African American property owners brought action against city alleging that city’s racially discriminatory and arbitrary decisions in condemning their individual properties violated the equal protection and due process guarantees of North Carolina’s Constitution.
The Superior Court granted summary judgment to city. Owners appealed. The Court of Appeals vacated and remanded. City appealed.
The Supreme Court held that:
- Court of Appeals improperly merged owners’ claims and overlooked the distinct constitutional injuries and theories of recovery raised, and
- Court of Appeals improperly tied administrative exhaustion to subject-matter jurisdiction over Corum claims, 413 S.E.2d 276.
On appeal of trial court’s grant of summary judgment to city on African American property owners’ claims alleging city’s property condemnation process was racially discriminatory in violation of equal protection and due process guarantees of State Constitution, Court of Appeals improperly merged owners’ claims and overlooked the case-by-case inquiry that was required for discrete claims under Corum doctrine, 413 S.E.2d 276, replacing it with a blanket jurisdictional mandate, thus requiring remand; Court of Appeals addressed substantive due process claim and determined that proper relief could be provided by an injunction, but it sidestepped the equal protection challenge for which owners asserted a different injury and which required a different species of relief, a mandate of equal treatment.

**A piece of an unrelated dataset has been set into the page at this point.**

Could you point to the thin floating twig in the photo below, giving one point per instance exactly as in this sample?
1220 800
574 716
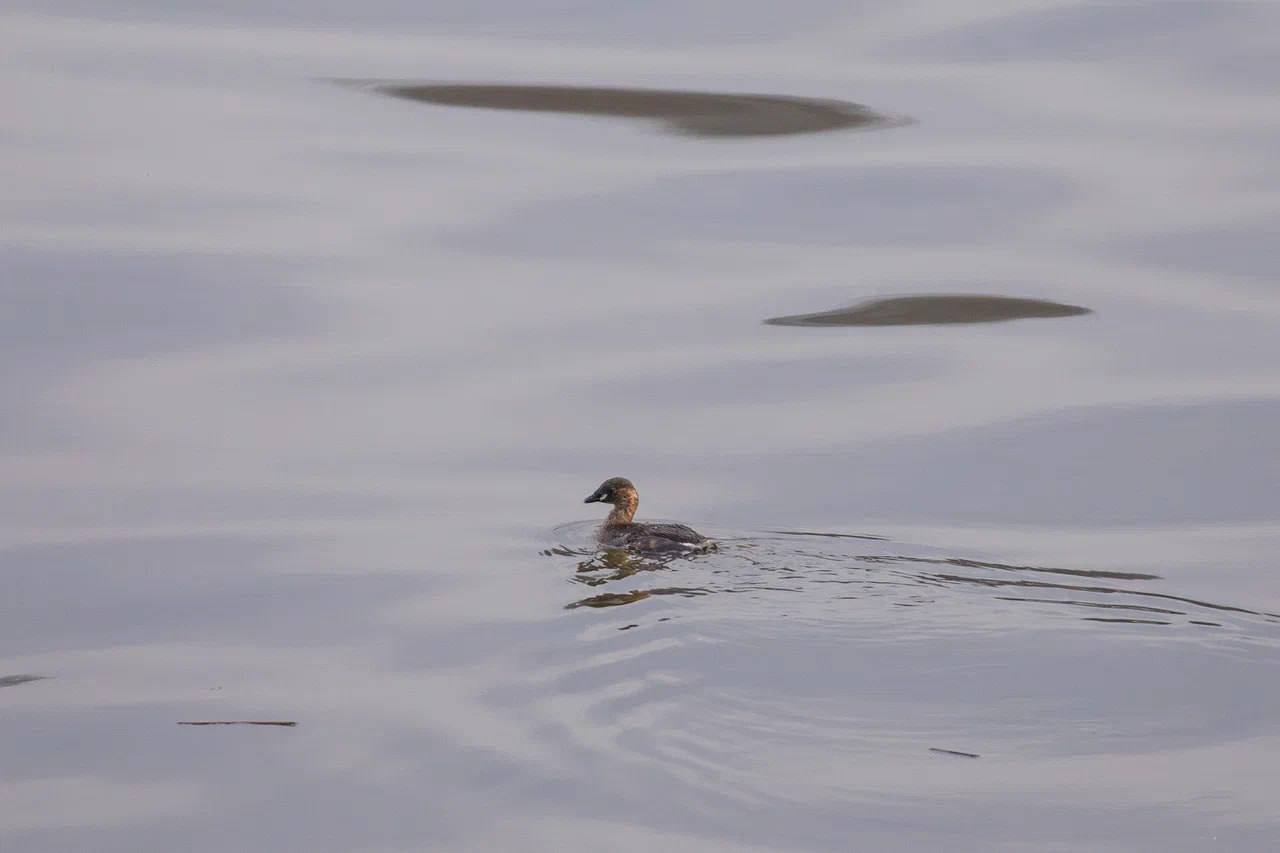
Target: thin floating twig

On appeal of trial court’s grant of summary judgment to city on African American property owners’ claims alleging city’s property condemnation process was racially discriminatory in violation of equal protection and due process guarantees of State Constitution, Court of Appeals improperly tied administrative exhaustion to subject-matter jurisdiction over Corum suits, 413 S.E.2d 276, transplanting the rules for run-of-the-mill agency disputes into Corum’s unique framework that required evaluation of adequacy of relief, thus requiring remand; Court of Appeals vacated trial court’s ruling on jurisdictional grounds by assuming that, without evaluating the administrative scheme and its congruence with owners’ discrete Corum claims, that unjustified condemnation of owners’ properties could be reviewed and redressed by administrative process.